In his 30-year career, Richard Taylor, an information technology architect with Lockheed Martin Mission Systems, has taken on some extremely complex jobs. He has helped turn the FBI’s fingerprint files into an electronic database, designed systems for airlines that make sure there is a gate free for every arriving flight, and developed an archive of high-quality digital images for the National Gallery of Art.
But nothing that Taylor has done approaches his current task: equipping computers to make sense of the scribbles on 1.5 billion pages of U.S. census forms returned by 121 million households.
The current census is the first to use computer software, rather than human eyes, to decipher and record information. Taylor called it “the biggest data-capture project in history,” the Super Bowl of handwriting recognition.
The Census Bureau has given Taylor’s system only until early July to do the job–that’s about 100 days starting with the official Census Day, April 1. When you consider that many people cannot even read their own handwriting, the assignment seems that much more daunting.
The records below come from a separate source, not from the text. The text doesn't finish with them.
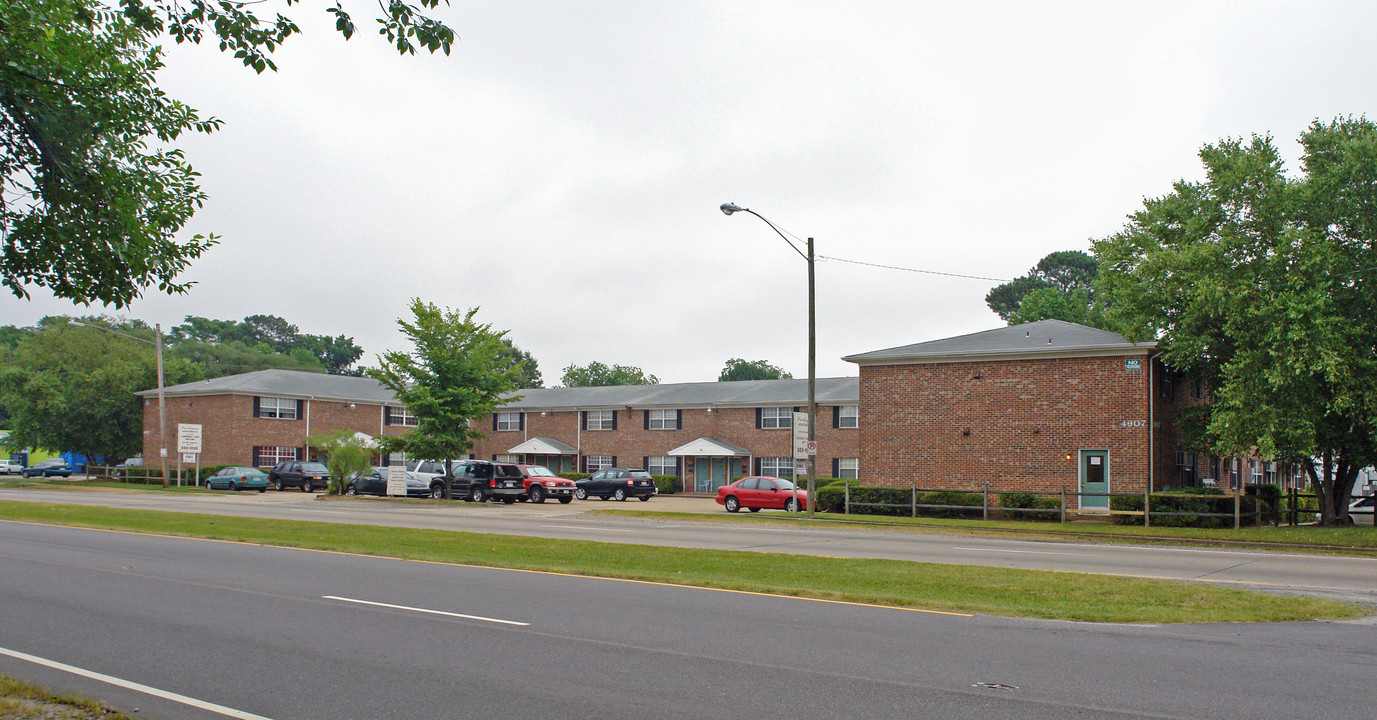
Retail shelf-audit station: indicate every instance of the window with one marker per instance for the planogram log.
(847, 416)
(276, 408)
(400, 416)
(601, 420)
(270, 456)
(777, 417)
(661, 419)
(780, 467)
(663, 466)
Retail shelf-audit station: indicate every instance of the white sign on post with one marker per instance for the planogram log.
(397, 481)
(800, 435)
(189, 438)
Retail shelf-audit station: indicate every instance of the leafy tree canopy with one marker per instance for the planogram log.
(457, 372)
(1264, 287)
(92, 193)
(740, 369)
(598, 375)
(72, 388)
(1062, 273)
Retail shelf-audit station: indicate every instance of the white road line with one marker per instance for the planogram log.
(1026, 552)
(585, 527)
(127, 684)
(426, 610)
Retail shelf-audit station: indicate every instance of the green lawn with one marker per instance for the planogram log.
(887, 583)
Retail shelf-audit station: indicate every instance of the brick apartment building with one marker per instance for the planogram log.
(1041, 406)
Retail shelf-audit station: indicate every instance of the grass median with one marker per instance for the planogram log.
(887, 583)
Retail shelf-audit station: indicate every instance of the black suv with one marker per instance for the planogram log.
(299, 474)
(617, 482)
(478, 481)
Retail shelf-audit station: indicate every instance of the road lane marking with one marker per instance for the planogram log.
(130, 684)
(1029, 552)
(426, 610)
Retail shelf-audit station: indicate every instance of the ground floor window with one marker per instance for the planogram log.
(663, 466)
(267, 456)
(780, 467)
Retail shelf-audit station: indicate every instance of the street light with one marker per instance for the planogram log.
(163, 415)
(727, 208)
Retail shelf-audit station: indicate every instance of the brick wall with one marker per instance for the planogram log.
(1012, 424)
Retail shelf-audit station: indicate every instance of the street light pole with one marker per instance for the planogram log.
(163, 406)
(727, 208)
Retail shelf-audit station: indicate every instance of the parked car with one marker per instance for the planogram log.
(299, 474)
(759, 492)
(618, 483)
(540, 482)
(238, 478)
(373, 482)
(48, 468)
(478, 481)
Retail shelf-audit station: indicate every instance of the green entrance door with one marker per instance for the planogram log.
(1095, 478)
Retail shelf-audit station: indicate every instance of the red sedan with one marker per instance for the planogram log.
(762, 492)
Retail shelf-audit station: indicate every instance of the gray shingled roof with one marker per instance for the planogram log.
(287, 384)
(1047, 337)
(338, 387)
(741, 394)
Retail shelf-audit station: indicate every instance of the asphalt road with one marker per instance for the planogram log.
(288, 633)
(1348, 578)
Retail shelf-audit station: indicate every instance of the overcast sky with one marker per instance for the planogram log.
(563, 167)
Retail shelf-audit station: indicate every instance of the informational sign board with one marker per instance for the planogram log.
(800, 435)
(397, 481)
(187, 438)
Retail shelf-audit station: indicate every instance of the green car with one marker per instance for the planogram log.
(238, 478)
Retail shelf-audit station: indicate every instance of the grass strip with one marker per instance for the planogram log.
(890, 583)
(22, 701)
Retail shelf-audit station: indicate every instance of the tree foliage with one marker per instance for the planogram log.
(346, 456)
(72, 388)
(1062, 285)
(456, 373)
(740, 369)
(1264, 287)
(599, 375)
(92, 194)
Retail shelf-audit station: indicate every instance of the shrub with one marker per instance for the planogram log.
(668, 483)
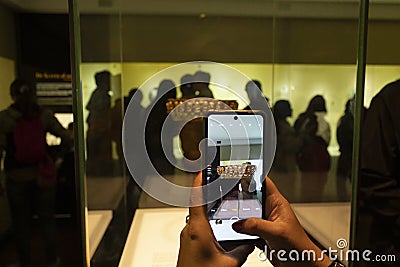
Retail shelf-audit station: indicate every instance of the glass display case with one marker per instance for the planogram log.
(309, 60)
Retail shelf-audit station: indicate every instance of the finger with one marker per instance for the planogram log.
(256, 227)
(271, 187)
(241, 253)
(196, 210)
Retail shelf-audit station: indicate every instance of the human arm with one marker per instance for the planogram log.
(198, 246)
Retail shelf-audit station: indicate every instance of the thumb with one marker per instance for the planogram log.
(241, 253)
(256, 227)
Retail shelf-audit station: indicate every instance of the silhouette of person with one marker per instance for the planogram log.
(313, 158)
(30, 173)
(379, 182)
(187, 86)
(254, 93)
(117, 115)
(284, 168)
(66, 176)
(201, 84)
(98, 138)
(344, 136)
(160, 151)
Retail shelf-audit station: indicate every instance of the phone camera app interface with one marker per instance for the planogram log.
(236, 143)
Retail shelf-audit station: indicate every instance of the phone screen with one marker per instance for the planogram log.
(235, 169)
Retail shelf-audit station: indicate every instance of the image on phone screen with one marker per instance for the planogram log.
(235, 150)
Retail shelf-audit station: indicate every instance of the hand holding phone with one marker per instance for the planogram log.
(235, 171)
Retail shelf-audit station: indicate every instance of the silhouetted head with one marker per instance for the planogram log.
(202, 77)
(137, 93)
(103, 79)
(23, 94)
(317, 104)
(166, 89)
(254, 90)
(186, 86)
(282, 109)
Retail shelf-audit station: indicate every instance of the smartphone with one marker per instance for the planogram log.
(235, 171)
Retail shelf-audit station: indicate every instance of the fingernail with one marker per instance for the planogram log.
(237, 226)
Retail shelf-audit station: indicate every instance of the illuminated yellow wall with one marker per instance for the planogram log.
(294, 82)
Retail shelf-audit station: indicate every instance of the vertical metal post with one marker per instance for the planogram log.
(80, 183)
(359, 104)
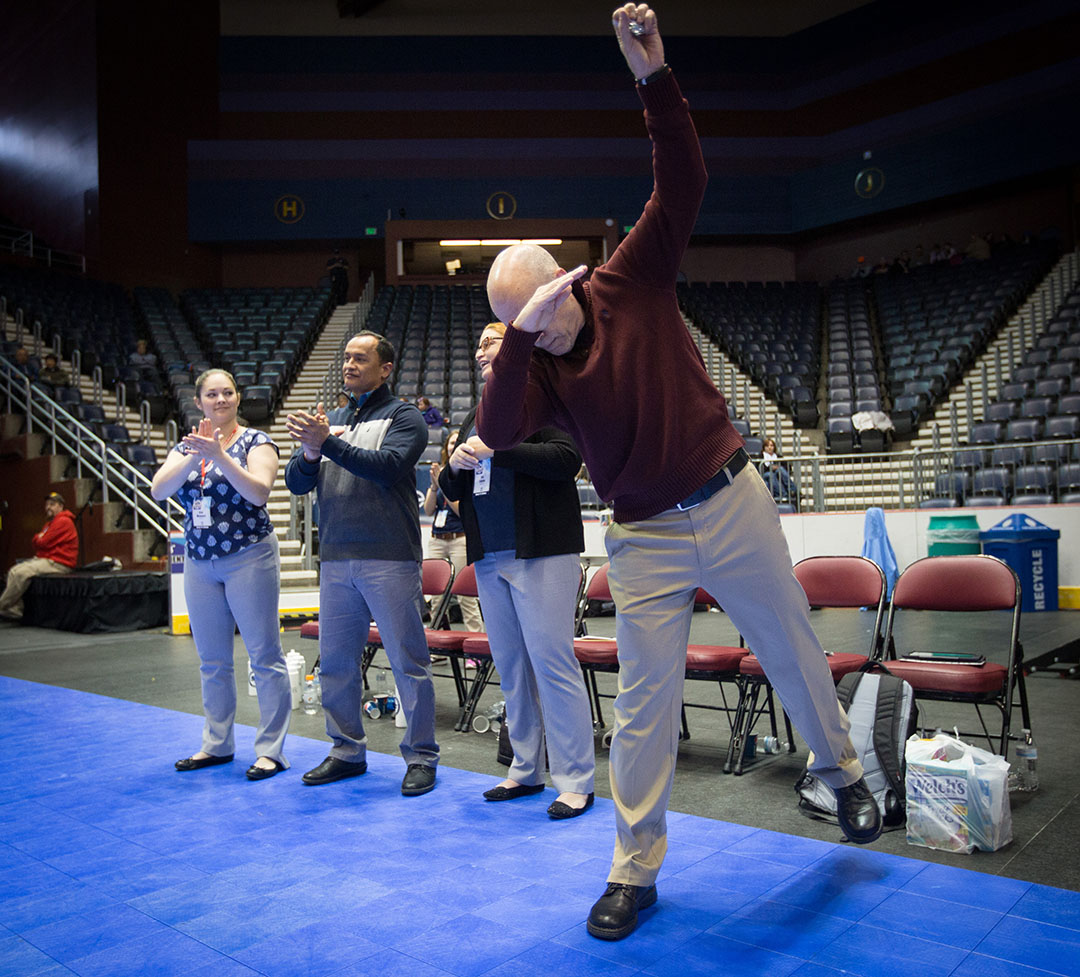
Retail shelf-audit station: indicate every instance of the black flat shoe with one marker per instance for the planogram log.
(332, 769)
(419, 778)
(508, 794)
(615, 913)
(192, 763)
(558, 811)
(261, 773)
(858, 813)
In the last two censuses, in 1980 and 1990, getting those words off paper and into computers started with automated cameras built by the Census Bureau. Mechanical arms in the cameras opened the forms and smoothed the pages flat so they could be photographed for microfilm. Computers then scanned the microfilm to make note of which boxes had been checked. Seven thousand clerks, working around the clock at seven processing centers, looked at the forms and entered the remaining handwritten information into computers.
When the 1990 census ended, the Census Bureau was determined to have computers do more of the job themselves, said J. Gary Doyle, the bureau’s systems integration manager.
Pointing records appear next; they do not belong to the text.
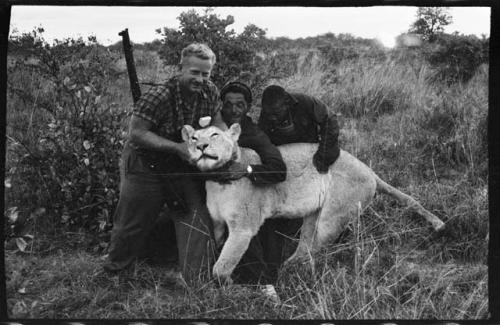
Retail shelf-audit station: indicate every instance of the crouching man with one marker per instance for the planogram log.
(267, 250)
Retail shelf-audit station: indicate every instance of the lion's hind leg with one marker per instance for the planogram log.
(342, 204)
(305, 247)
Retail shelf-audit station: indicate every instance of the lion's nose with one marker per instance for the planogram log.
(202, 146)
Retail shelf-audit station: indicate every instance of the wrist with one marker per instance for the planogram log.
(249, 170)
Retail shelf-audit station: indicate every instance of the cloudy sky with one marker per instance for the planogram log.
(104, 22)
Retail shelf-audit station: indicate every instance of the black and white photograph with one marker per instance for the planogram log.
(245, 162)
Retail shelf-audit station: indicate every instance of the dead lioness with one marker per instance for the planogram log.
(327, 202)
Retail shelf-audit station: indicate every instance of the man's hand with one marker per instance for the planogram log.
(319, 163)
(232, 172)
(183, 152)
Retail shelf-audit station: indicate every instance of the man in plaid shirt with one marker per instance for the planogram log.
(154, 168)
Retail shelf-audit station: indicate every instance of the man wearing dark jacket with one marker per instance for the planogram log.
(260, 263)
(293, 117)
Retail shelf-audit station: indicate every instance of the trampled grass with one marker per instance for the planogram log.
(389, 264)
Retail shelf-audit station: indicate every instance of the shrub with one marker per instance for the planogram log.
(64, 157)
(456, 57)
(234, 52)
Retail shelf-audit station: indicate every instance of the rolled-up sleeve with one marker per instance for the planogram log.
(272, 169)
(151, 105)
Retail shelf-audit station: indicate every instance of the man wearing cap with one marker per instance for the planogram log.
(154, 168)
(261, 262)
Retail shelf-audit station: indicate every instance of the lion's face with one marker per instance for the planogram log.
(210, 148)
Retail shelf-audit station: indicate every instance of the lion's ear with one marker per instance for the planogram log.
(234, 131)
(187, 132)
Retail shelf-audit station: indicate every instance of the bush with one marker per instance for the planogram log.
(235, 53)
(457, 57)
(64, 137)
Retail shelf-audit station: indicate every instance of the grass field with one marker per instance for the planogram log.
(426, 139)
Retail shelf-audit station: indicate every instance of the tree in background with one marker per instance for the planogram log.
(430, 22)
(234, 52)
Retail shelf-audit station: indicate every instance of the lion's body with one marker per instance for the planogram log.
(327, 202)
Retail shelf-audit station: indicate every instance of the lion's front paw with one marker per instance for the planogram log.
(222, 275)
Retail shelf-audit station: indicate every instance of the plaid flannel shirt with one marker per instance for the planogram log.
(166, 108)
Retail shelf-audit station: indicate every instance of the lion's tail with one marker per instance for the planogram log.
(407, 200)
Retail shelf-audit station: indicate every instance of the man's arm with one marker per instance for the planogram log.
(272, 169)
(328, 148)
(141, 135)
“We were pretty sure it would work,” Doyle said. “It was just a question of how well it would work. But even if we got, say, 50 percent with character recognition, that’s 50 percent [fewer] keyers needed.”
But the Census Bureau will not be satisfied with a 50 percent accuracy rate from Lockheed Martin Mission Systems, a unit of Lockheed Martin Corp., which won the contract in 1997. The bureau wanted 98 percent accuracy, about 3 percentage points higher than the best accuracy rate people can achieve when typing the information.
In 1997, Taylor had his choice of about seven handwriting recognition programs. All of them operated in about the same way, by using mathematical probabilities and pattern matching to figure out if, for example, an individual letter was a C or an O that had not been quite closed.
“Different recognition engines are better at different things,” Taylor said. “Some are best with all uppercase; others are better with numbers.”
He settled on recognition software produced by a German company, CGK Computer Gesellschaft Konstanz, partly because Lockheed Martin’s engineers had used it in other projects and knew how to fine-tune it.
But to reach the Census Bureau’s accuracy target, character recognition was not going to be enough. Taylor’s group decided that it had to develop custom software to identify whole words.
Eventually, the software engineers took three approaches. The simplest one was to develop vast dictionaries of place names, street names and occupations from past census data and such sources as the Postal Service. In a trial run of the system using advance forms from South Carolina, the dictionaries quickly proved their value.
“I don’t want to say anything about the educational system there,” Taylor said, “but a lot of people can’t spell Carolina.”
A second piece of software cross-checks data that appear more than once. For example, it makes sure that the current age given corresponds to the date of birth entered elsewhere on the form.
The final piece of word-reading software uses a more arcane approach called trigram analysis. The software team created a list of every possible three-letter combination that can be made from the alphabet. Those triplets were then compared with a database containing all the words in a large English-language dictionary.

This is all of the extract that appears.